Lors de l'audition, dans le panel consacré à la mise en place ou non d'un système contraignant, Adam Singer, directeur général des sociétés de gestion des droits d'auteur MCPS/PRS, a souligné que l'évolution des technologies bouleverse l'ordre établi en matière de gestion des droits d'auteur et que les sociétés de gestion doivent s'adapter et être encouragées. Pour lui, il faut rechercher le « meilleur modèle » et il est difficile à l'heure actuelle de déterminer s'il faut un système souple ou contraignant: « Je veux un marché ouvert mais qui ne détruise pas la création », a-t-il souligné. Pour la directrice des affaires institutionnelles et européennes chez Vivendi, Sylvie Forbin, l'intérêt de toute la chaîne suivie par l'œuvre musicale, du créateur au consommateur, est de voir décoller les offres légales de musique en ligne ; or, le système actuel d'octroi de licence est parfois, pour l'utilisateur commercial, un parcours du combattant. Elle n'est pas favorable à une législation contraignante car le marché est encore immature, et juge intéressant, pour le moment, de se fonder sur les instruments existants (recommandation de la Commission, règles de concurrence, etc.).
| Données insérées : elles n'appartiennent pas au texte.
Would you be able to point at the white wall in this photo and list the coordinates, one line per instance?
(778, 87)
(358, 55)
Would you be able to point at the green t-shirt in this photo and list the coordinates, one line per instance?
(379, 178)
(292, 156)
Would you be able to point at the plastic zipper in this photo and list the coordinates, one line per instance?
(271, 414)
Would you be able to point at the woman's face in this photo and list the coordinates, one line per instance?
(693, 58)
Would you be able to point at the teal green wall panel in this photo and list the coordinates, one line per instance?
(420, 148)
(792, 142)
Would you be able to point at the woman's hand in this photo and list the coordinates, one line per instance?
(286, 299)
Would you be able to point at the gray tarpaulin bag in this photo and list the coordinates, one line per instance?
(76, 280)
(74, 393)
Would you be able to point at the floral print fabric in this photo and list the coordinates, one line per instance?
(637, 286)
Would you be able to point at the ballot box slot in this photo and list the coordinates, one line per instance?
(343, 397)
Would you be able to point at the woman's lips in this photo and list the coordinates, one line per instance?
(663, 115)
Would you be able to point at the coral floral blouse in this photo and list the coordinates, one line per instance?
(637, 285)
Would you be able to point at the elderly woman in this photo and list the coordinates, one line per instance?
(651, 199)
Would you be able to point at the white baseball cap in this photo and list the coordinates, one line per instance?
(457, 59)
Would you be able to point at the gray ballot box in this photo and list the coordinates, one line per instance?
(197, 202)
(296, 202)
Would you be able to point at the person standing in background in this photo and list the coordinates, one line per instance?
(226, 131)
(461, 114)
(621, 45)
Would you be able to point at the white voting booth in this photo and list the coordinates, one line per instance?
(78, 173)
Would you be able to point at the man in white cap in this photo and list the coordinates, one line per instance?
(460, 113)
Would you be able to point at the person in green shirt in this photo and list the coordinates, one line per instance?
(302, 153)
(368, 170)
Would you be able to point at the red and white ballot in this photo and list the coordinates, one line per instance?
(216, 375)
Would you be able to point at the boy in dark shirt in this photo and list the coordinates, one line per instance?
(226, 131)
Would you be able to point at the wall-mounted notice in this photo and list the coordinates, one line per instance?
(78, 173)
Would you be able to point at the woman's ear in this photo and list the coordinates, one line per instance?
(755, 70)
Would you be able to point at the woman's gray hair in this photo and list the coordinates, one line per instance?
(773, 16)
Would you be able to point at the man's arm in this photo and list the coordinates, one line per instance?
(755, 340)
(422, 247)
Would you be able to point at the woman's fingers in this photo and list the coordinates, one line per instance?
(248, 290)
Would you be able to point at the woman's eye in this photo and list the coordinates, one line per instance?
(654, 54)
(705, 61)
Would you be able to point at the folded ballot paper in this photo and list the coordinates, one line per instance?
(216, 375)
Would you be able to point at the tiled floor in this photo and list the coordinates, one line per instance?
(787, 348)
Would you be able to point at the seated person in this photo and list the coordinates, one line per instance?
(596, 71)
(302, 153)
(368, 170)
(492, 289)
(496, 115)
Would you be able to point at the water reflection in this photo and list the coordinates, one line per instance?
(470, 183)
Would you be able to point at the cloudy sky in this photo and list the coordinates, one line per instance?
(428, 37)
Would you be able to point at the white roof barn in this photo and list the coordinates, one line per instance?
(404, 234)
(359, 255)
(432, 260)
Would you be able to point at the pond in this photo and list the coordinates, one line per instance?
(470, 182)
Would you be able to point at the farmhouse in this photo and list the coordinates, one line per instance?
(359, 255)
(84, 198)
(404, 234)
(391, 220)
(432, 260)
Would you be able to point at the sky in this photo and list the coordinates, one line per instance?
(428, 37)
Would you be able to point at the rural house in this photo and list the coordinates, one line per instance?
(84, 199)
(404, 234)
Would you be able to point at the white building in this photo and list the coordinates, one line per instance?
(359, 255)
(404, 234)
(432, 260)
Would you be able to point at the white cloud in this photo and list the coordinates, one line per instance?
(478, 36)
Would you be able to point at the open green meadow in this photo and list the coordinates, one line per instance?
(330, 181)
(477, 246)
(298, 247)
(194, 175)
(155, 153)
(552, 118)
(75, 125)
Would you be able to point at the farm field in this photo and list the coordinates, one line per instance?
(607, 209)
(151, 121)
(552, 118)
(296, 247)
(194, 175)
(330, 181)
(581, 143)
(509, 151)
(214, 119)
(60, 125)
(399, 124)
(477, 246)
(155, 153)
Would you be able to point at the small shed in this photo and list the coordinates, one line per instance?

Dans le panel sur les effets d'un système plus concurrentiel sur la diversité culturelle, Doris Pack (CDU) a estimé que la recommandation de la Commission commence à produire ses effets et que le marché est en train de s'organiser en conséquence. Mme Pack n'est « pas très heureuse » des conclusions des experts sur lesquelles s'est fondée la Commission pour élaborer sa recommandation. Seulement l'aspect commercial a été pris en compte, déplore la chanteuse grecque (et ancienne parlementaire européenne) Nana Mouskouri, pour qui l'Europe s'engage dans la mauvaise voie en établissant un système comparable au système américain qui met en péril la diversité culturelle et pénalise les artistes moins connus et les petits répertoires. Fruzsina Szép, directrice de Music Export Hungary (qui fait la promotion de la musique hongroise dans le monde), a mis l'accent sur l'importance de créer des liens avec d'autres partenaires en Europe centrale. Pour Cees Vervoord, directeur de Buma, société de collecte des droits néerlandaise, la recommandation de la Commission mènera à la banqueroute, les petites maisons d'édition se faisant écraser par les grands de la musique anglo-saxonne. Tous les répertoires doivent être accessibles et la diversité culturelle doit être protégée, a-t-il martelé, en invitant le parlement à envoyer un « message clair ». Même réaction de la part de Pia Raug, présidente du CIAM (Council of Authors and Composers of Music) qui demande au Parlement d'œuvrer pour empêcher la domination de quelques multinationales. Il faut arriver à un équilibre entre les grands et les petits gestionnaires de droits tout en assurant la protection contre la piraterie sur internet, a affirmé Manolis Mavrommatis en conclusion.

Le dernier panel s'est préoccupé de l'équilibre à trouver entre un système de licence national ou européen. Le représentant de la société allemande des droits d'auteur GEMA, Harald Heker, a indiqué que la GEMA octroie déjà des licences transfrontalières et a salué la recommandation de la Commission pour la gestion collective et transfrontalière des services de musique on-line légaux. Notre objectif est d'apporter une contribution essentielle au développement du marché on-line européen, a-t-il affirmé. Massimo Baldinato, de l'AFI (Associazione dei Fonografici Italiani), peut imaginer une licence paneuropéenne accordée par une société européenne chargée de récolter les droits dans l'ensemble des Etats membres, tout en garantissant la protection de la diversité culturelle. Selon Cornelia Kutterer, du Bureau européen des unions de consommateurs (Beuc), « pour arriver à un marché paneuropéen, il est nécessaire d'avoir une législation européenne qui tienne compte de tous les protagonistes, y compris les consommateurs ».